Lecture 18: Anonymous Communication and Onion Routing, Tor

Lecture 16: Anonymous Communication and Onion Routing, Tor

Anonymous Routing

Let me ask you this, if your communication is encrypted, is your privacy protected? It isn't really protected if someone watching the bytes fly by knows to whom you are speaking and when, is it? Remember that routing involves unencrypted headers that contain source and destination information.
Today, we are going to explore anonymous routing, techniques for routing that protect the identity of the sender and the receiver.

What Do We Need?

We a way of sending a message from one machine, to another machine, without anyone in the middle knowing from where it came or to whom it is going. This is almost possible. The first node is going to know where it came from.

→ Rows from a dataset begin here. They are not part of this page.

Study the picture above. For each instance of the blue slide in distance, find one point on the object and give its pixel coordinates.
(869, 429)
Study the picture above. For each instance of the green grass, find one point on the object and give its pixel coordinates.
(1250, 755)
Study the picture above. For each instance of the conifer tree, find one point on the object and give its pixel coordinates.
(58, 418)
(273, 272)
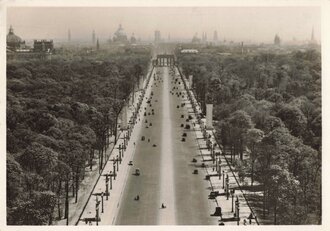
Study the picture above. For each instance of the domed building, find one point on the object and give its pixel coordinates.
(120, 36)
(14, 42)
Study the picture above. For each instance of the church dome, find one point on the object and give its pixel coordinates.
(12, 38)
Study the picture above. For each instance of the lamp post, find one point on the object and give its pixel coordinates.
(219, 168)
(232, 193)
(102, 194)
(111, 179)
(237, 210)
(117, 161)
(227, 187)
(120, 151)
(223, 179)
(114, 170)
(97, 210)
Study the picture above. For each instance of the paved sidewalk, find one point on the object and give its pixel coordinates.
(218, 184)
(111, 206)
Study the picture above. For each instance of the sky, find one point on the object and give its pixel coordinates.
(254, 24)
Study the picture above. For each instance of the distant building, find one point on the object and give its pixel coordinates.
(14, 42)
(120, 36)
(45, 46)
(313, 41)
(195, 39)
(189, 51)
(277, 40)
(157, 36)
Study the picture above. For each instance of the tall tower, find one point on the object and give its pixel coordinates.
(93, 37)
(312, 37)
(69, 35)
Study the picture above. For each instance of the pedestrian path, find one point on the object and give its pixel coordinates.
(225, 187)
(104, 202)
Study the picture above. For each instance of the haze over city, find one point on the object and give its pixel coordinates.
(249, 24)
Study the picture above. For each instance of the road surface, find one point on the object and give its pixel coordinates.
(165, 162)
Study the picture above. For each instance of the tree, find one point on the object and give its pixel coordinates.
(253, 138)
(240, 122)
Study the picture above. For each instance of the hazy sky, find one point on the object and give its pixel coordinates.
(257, 24)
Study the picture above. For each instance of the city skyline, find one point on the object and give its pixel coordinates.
(254, 24)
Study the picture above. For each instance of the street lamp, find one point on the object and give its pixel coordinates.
(219, 168)
(232, 193)
(223, 179)
(237, 210)
(114, 169)
(117, 163)
(227, 186)
(97, 210)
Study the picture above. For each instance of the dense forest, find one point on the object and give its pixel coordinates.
(60, 114)
(267, 112)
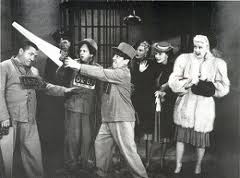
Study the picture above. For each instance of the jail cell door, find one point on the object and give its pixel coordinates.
(105, 26)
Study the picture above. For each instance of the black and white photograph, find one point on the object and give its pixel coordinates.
(119, 89)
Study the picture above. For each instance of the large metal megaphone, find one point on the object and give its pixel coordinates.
(48, 49)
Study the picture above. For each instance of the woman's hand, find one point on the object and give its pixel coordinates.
(159, 94)
(5, 123)
(143, 66)
(69, 62)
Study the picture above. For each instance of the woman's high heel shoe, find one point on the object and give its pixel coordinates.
(198, 169)
(178, 168)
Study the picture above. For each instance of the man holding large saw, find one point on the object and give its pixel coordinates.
(19, 79)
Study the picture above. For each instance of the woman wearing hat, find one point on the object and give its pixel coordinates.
(143, 78)
(197, 77)
(165, 98)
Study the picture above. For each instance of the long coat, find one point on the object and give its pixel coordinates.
(194, 111)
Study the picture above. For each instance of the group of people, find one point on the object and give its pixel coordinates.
(141, 99)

And, the last node is going to know where it went. But, the nodes in the middle, can be like the random long path from point-A to point-B, as much to generate confusion as to get from one place to another.
If I were taking you for a drive and wanted to keep the location secret from you (think CIA safe house), other than blind-folding you, I'd pick the route in advance. It wouldn't be the shortest or simplest path. It would just be confusing. And, to make sure no one accidentally told you anything, I might you a bunch of different taxis, each one just knowing to get you from Point-A to Point-B, not where you were eventually going, nto where you originally came from, and not necessarily even which was the last stop.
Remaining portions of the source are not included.